3.2.1. Deployment Options and Configuration Parameters
💡 First Principle: Deployment options decide how the model's capacity is provisioned and billed, while runtime parameters decide how it generates on each call. Provisioning is about predictable cost and throughput; runtime parameters are about output behavior.
On the deployment side, you generally choose between pay-as-you-go (billed per token, great for variable or low volume) and provisioned throughput (reserved capacity via Provisioned Throughput Units, or PTUs, for predictable high-volume workloads). On the runtime side, the parameters you'll see most are temperature (randomness), top-p (an alternative way to control randomness by limiting the pool of candidate tokens), and max tokens (a cap on completion length, which bounds cost and response size).

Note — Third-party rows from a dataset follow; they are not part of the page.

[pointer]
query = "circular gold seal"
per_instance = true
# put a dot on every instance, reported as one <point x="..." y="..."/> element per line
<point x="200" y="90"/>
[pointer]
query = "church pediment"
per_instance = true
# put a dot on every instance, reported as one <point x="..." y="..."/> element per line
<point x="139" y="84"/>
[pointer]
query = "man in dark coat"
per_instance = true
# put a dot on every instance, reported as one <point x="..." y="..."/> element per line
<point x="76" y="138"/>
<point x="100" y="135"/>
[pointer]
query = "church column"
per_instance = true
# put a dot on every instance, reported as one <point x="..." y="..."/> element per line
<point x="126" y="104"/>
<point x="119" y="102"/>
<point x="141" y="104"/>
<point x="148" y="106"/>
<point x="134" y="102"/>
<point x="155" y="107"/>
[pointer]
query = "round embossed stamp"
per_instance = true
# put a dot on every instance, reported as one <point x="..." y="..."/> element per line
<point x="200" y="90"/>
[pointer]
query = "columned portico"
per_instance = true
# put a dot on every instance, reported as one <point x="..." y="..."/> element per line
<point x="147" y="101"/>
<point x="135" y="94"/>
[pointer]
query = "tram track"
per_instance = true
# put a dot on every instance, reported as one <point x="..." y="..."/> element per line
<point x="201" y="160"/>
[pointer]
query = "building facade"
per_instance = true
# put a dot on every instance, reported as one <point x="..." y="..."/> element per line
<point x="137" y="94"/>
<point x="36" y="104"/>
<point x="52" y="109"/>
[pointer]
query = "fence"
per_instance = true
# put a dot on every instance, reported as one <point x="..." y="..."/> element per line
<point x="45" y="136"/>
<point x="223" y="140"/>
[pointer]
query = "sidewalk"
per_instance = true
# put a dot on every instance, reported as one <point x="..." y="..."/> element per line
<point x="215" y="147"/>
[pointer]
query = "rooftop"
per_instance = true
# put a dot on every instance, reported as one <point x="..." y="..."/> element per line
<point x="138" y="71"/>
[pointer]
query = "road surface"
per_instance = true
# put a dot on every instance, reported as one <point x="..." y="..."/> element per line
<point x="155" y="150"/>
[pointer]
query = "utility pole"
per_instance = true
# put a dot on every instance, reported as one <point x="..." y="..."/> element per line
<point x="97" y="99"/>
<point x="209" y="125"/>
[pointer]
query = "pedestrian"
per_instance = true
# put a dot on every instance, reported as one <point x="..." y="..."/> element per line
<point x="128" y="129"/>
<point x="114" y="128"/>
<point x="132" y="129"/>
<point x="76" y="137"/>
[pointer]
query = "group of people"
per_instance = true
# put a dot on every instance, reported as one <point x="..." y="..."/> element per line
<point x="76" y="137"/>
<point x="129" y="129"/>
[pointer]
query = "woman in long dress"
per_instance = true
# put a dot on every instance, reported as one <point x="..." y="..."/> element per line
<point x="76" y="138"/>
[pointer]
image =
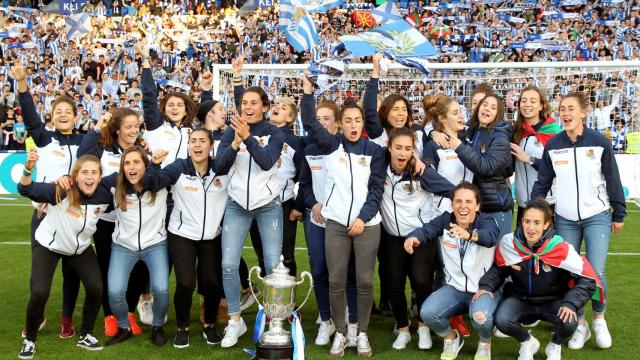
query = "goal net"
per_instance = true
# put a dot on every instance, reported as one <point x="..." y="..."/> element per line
<point x="612" y="88"/>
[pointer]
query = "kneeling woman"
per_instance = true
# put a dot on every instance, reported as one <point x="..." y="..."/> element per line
<point x="467" y="241"/>
<point x="139" y="234"/>
<point x="200" y="197"/>
<point x="539" y="295"/>
<point x="65" y="233"/>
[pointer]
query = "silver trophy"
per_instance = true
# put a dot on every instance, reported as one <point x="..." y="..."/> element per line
<point x="279" y="294"/>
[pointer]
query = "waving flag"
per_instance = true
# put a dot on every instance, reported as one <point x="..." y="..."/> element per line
<point x="298" y="27"/>
<point x="78" y="24"/>
<point x="396" y="39"/>
<point x="386" y="13"/>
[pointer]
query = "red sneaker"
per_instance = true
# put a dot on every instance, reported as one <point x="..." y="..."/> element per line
<point x="42" y="323"/>
<point x="457" y="322"/>
<point x="66" y="327"/>
<point x="135" y="328"/>
<point x="110" y="326"/>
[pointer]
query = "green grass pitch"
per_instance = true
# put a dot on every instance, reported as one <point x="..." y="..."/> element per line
<point x="15" y="262"/>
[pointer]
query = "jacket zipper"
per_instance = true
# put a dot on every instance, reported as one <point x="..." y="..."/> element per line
<point x="575" y="164"/>
<point x="84" y="224"/>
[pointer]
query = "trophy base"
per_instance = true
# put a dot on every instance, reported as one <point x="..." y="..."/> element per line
<point x="274" y="352"/>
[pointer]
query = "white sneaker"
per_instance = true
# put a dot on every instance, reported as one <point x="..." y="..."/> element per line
<point x="452" y="348"/>
<point x="529" y="348"/>
<point x="352" y="335"/>
<point x="424" y="338"/>
<point x="404" y="337"/>
<point x="603" y="337"/>
<point x="364" y="349"/>
<point x="324" y="333"/>
<point x="145" y="310"/>
<point x="580" y="337"/>
<point x="338" y="346"/>
<point x="232" y="332"/>
<point x="553" y="351"/>
<point x="483" y="352"/>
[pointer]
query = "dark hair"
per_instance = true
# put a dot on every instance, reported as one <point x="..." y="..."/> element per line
<point x="110" y="134"/>
<point x="191" y="109"/>
<point x="465" y="185"/>
<point x="331" y="105"/>
<point x="64" y="99"/>
<point x="518" y="126"/>
<point x="580" y="98"/>
<point x="387" y="105"/>
<point x="475" y="122"/>
<point x="263" y="95"/>
<point x="120" y="197"/>
<point x="541" y="205"/>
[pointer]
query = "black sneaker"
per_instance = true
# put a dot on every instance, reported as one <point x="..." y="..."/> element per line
<point x="28" y="349"/>
<point x="88" y="342"/>
<point x="157" y="336"/>
<point x="121" y="336"/>
<point x="181" y="340"/>
<point x="211" y="335"/>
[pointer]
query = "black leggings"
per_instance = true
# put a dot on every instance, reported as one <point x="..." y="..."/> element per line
<point x="288" y="240"/>
<point x="70" y="280"/>
<point x="201" y="261"/>
<point x="420" y="266"/>
<point x="139" y="278"/>
<point x="43" y="267"/>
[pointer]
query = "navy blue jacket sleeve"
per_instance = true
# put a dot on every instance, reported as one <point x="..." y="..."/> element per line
<point x="433" y="229"/>
<point x="488" y="231"/>
<point x="325" y="140"/>
<point x="156" y="178"/>
<point x="226" y="155"/>
<point x="266" y="156"/>
<point x="614" y="185"/>
<point x="546" y="174"/>
<point x="89" y="144"/>
<point x="152" y="116"/>
<point x="371" y="120"/>
<point x="32" y="121"/>
<point x="39" y="192"/>
<point x="376" y="185"/>
<point x="496" y="157"/>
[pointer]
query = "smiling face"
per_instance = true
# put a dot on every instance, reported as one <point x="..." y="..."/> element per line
<point x="199" y="146"/>
<point x="530" y="106"/>
<point x="572" y="115"/>
<point x="88" y="177"/>
<point x="465" y="206"/>
<point x="453" y="122"/>
<point x="63" y="117"/>
<point x="488" y="111"/>
<point x="134" y="167"/>
<point x="399" y="114"/>
<point x="253" y="108"/>
<point x="175" y="109"/>
<point x="533" y="225"/>
<point x="401" y="150"/>
<point x="327" y="118"/>
<point x="128" y="131"/>
<point x="352" y="124"/>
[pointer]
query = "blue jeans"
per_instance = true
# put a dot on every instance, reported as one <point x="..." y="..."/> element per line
<point x="156" y="257"/>
<point x="504" y="220"/>
<point x="237" y="222"/>
<point x="449" y="301"/>
<point x="320" y="274"/>
<point x="596" y="232"/>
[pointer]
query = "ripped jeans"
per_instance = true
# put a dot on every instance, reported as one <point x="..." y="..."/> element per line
<point x="449" y="301"/>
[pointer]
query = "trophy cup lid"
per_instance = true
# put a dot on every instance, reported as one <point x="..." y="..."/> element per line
<point x="280" y="277"/>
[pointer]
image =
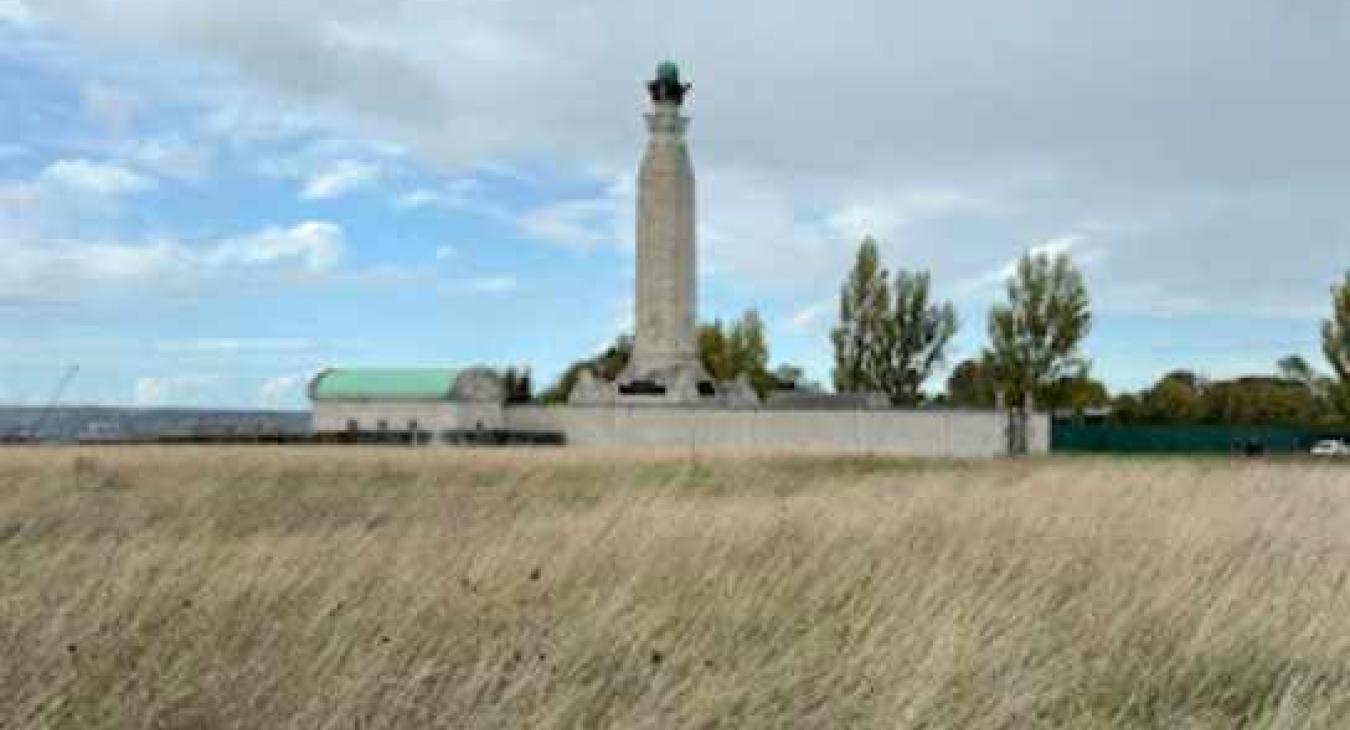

| Parameter | Controls | Raise it to... | Lower it to... |
|---|---|---|---|
| Temperature | Randomness/creativity | Get more varied, creative output | Get more focused, consistent output |
| Top-p | Candidate token pool | Allow more diverse word choices | Restrict to the most likely words |
| Max tokens | Completion length cap | Allow longer responses | Bound length and cost |
⚠️ Exam Trap: For tasks needing consistent, factual output (like extracting a date), you want low temperature, not high. High temperature is for creative variety. Reaching for high temperature to "improve" a factual task is a common wrong answer.
Reflection Question: A summarization feature gives wildly different summaries each time it runs on the same document. Which parameter would you adjust, and in which direction?